血液相关感染是医疗保健领域的一个重大问题。如果不及时诊断和治疗,它们可能导致严重的医疗并发症甚至死亡。长期以来,医学研究一直在寻求确定临床因素和策略,以改善对这些病症的管理。电子健康记录的日益普及带来了大量可电子获取的医疗信息,预测模型已成为宝贵的工具。本文详细综述了用于菌血症、血流感染和脓毒症诊断及预后的机器学习技术,阐明了它们的功效、潜在局限性以及将其整合到临床实践中的复杂性。
本研究对知名数据库(即EMBASE、谷歌学术、PubMed、Scopus和科学网)进行了全面检索,涵盖从其创建日期到2023年10月25日的文献,从而进行综合分析。研究人员独立进行资格评估,纳入标准包括同行评审文章和相关的非同行评审文献。精心提取临床和技术数据并整合到一个登记册中,以便对主题进行全面审查。为了保持时效性和全面性,鼓励读者提供稿件建议和/或报告,以便纳入这个动态更新的登记册。
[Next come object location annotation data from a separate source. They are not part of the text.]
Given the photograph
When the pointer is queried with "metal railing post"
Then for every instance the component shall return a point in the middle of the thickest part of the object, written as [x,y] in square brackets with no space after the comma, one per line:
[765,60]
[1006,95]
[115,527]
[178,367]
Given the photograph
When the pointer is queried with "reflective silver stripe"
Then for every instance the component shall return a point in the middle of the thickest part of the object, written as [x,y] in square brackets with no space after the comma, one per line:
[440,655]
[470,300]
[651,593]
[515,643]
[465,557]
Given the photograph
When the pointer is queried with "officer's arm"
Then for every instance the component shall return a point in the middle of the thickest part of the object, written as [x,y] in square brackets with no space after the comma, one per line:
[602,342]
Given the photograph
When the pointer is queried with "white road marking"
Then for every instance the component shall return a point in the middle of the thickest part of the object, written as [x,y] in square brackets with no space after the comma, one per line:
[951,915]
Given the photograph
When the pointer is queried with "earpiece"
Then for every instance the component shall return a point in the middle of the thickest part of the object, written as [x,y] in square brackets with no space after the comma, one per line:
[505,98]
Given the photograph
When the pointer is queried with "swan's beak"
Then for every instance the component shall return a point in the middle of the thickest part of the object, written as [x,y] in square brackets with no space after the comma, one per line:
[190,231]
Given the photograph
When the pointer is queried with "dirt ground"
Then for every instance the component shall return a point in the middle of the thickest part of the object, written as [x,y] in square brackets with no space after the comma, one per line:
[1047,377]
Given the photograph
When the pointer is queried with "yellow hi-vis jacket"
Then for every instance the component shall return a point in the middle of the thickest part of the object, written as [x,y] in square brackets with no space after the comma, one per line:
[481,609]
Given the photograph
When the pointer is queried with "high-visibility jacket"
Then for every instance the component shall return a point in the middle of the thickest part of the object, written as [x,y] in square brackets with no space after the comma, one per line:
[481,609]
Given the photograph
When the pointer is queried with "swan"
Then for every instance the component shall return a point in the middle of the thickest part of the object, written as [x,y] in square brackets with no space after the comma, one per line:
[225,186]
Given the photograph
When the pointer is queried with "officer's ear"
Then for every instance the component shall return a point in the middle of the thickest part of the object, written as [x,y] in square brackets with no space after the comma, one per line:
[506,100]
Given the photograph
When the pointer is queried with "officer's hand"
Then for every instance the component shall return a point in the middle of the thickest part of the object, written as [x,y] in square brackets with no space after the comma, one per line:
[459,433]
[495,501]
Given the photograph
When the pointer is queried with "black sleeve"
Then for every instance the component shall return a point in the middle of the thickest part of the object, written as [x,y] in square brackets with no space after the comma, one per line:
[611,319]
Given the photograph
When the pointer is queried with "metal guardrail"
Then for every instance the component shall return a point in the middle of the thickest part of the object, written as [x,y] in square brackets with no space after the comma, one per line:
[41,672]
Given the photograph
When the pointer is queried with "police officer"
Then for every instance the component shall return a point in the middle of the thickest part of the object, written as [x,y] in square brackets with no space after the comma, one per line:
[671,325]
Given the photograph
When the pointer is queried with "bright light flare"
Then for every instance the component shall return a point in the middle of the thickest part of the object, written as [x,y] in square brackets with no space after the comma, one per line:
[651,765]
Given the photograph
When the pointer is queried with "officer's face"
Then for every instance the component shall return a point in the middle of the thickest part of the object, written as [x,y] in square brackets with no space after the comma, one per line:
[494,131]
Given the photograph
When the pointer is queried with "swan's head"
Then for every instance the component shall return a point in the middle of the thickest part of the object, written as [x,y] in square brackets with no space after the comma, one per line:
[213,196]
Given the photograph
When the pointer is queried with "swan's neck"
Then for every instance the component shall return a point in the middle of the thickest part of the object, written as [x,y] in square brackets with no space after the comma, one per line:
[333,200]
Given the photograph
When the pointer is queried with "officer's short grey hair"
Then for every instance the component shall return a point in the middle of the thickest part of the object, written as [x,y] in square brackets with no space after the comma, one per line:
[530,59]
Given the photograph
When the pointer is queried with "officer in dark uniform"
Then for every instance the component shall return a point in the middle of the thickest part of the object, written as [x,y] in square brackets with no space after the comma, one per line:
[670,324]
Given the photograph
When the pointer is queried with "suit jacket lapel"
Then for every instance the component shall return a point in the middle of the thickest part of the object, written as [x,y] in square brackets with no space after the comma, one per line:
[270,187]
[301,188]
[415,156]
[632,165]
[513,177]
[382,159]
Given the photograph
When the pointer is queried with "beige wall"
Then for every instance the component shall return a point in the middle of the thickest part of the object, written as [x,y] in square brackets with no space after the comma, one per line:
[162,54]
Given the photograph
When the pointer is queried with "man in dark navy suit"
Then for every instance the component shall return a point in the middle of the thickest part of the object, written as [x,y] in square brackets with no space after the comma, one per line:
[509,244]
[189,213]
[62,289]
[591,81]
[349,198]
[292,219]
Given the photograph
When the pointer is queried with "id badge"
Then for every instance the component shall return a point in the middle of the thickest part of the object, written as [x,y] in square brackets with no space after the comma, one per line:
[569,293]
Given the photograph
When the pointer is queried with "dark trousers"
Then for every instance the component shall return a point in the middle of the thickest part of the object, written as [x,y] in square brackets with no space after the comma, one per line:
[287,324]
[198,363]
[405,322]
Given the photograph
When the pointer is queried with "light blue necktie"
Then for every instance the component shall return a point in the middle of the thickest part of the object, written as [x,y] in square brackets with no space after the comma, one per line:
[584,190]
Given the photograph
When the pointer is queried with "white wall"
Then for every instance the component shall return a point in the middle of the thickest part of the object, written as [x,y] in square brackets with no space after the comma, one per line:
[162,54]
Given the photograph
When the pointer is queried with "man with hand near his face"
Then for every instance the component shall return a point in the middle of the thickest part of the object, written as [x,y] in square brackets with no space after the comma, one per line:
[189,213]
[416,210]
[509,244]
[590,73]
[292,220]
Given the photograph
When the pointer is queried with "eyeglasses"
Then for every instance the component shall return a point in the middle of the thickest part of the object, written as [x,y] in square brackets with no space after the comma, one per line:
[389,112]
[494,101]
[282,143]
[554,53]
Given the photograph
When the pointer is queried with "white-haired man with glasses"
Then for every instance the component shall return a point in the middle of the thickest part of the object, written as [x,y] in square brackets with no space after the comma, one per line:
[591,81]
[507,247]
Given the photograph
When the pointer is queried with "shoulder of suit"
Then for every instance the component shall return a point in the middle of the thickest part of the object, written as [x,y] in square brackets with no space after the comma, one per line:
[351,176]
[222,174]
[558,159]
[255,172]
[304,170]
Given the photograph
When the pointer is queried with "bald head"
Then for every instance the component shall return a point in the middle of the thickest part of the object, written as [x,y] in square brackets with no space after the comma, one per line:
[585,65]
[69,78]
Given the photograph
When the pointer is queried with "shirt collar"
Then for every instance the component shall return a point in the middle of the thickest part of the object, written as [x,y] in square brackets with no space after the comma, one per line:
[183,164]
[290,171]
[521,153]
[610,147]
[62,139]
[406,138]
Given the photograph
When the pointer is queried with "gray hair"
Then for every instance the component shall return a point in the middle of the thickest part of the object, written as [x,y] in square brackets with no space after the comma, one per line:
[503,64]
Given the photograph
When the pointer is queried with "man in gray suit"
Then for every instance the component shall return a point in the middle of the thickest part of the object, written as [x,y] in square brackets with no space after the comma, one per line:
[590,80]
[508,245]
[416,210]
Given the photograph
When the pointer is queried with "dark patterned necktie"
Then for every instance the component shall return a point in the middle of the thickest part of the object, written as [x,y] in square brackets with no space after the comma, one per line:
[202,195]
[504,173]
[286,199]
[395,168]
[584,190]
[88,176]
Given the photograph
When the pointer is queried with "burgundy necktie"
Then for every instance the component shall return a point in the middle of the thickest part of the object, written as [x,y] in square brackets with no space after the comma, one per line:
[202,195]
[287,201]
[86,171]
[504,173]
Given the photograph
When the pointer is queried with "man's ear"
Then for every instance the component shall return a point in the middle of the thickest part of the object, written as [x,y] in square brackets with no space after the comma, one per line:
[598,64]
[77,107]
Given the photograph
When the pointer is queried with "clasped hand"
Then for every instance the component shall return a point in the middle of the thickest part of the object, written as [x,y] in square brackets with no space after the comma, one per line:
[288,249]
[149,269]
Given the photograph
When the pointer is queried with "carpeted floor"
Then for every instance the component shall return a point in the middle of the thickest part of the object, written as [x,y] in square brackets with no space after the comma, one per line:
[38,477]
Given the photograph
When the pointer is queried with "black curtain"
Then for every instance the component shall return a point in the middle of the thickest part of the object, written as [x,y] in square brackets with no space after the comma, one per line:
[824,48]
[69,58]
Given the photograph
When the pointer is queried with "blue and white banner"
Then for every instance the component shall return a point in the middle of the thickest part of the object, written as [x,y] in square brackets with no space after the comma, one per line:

虽然机器学习(ML)模型在脓毒症等疾病晚期显示出前景,但由于数据限制,早期阶段仍未得到充分探索。生化标志物在菌血症或血流感染等早期阶段是关键的预测指标,而生命体征在脓毒症预后中具有重要意义。将时间趋势信息整合到传统机器学习模型中似乎可以提高性能。不幸的是,序列深度学习模型面临挑战,在外部数据集中表现出最小的性能提升和显著下降,这可能是由于在可用的稀缺数据中学习缺失模式,而不是理解疾病动态。实际应用受到的关注有限,因为在现有医疗基础设施内满足设计要求具有挑战性。临床实践中以事件为基础收集的数据不足以充分发挥这些数据饥渴型模型的潜力。尽管存在局限性,但在利用灵活模型和开发可穿戴设备或微针等实时非侵入性数据收集技术方面仍有很多机会。解决疾病早期阶段的研究差距、利用经常未被充分利用的患者病史数据以及在治疗开始后采用持续诊断对于改善整个管理路径中的医疗决策支持和应用至关重要。
这项全面综述阐明了ML在血液相关感染管理中的应用情况,为未来研究和临床实践提供了见解。实施基于ML的临床决策支持系统需要在研究与实际考虑之间取得平衡。当前的方法往往导致缺乏透明度和实际验证的复杂模型。整合到医疗系统面临监管、隐私和信任方面的挑战。清晰的展示和遵守标准对于增强机器学习模型在现实世界医疗应用中的信心至关重要。